Hello,

I am attempting to estimate a model:

Code:
logit y x1 x2 x3
where x1 is a dummy variable, x2 and x3 are continuous variables with non-normal distributions, and x1-3 have missing values. To fill in the missing values, I am using multiple imputation. One possible specification would be:

Code:
mi set flong
mi register imputed x1 x2 x3
mi impute chained (logit) x1 (pmm, knn(10)) x2 x3 = y, add(5) burnin(10)
However, testing has shown that x2 and x3 have a non-linear relationship; therefore I would like for the mi procedure to perform a customized regression during the first step of predictive mean matching. For example when imputing during iteration 2, I would like for the model for x2 to be specified such that x3 is binned into the categorical variable b3, which has ten bins for different ranges of values of x3, and the variable b3 to be included in the model as a factor variable.

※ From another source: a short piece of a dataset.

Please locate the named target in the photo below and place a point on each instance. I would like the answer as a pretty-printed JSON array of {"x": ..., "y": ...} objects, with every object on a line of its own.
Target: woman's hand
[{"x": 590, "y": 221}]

So, during the initial regression step when imputing x2, the code would theoretically be:

Code:
regress x2 x1 i.b3 y
instead of
Code:
regress x2 x1 x3 y
As a generalization, I would like for all continuous variables in the model to be continuous when they are the dependent variable, but to be binned into a specific number of automatically-determined bins when they are an independent variable.

Any help or guidance is deeply appreciated! I've played around with mata a few times before and think this may require defining a usermethod, but I'm hoping another method has been developed to handle this type of request. If not, any guidance as to where to find the right ado files on my system to "borrow" code from would be appreciated (I'm running Stata 15.1 on a Windows server).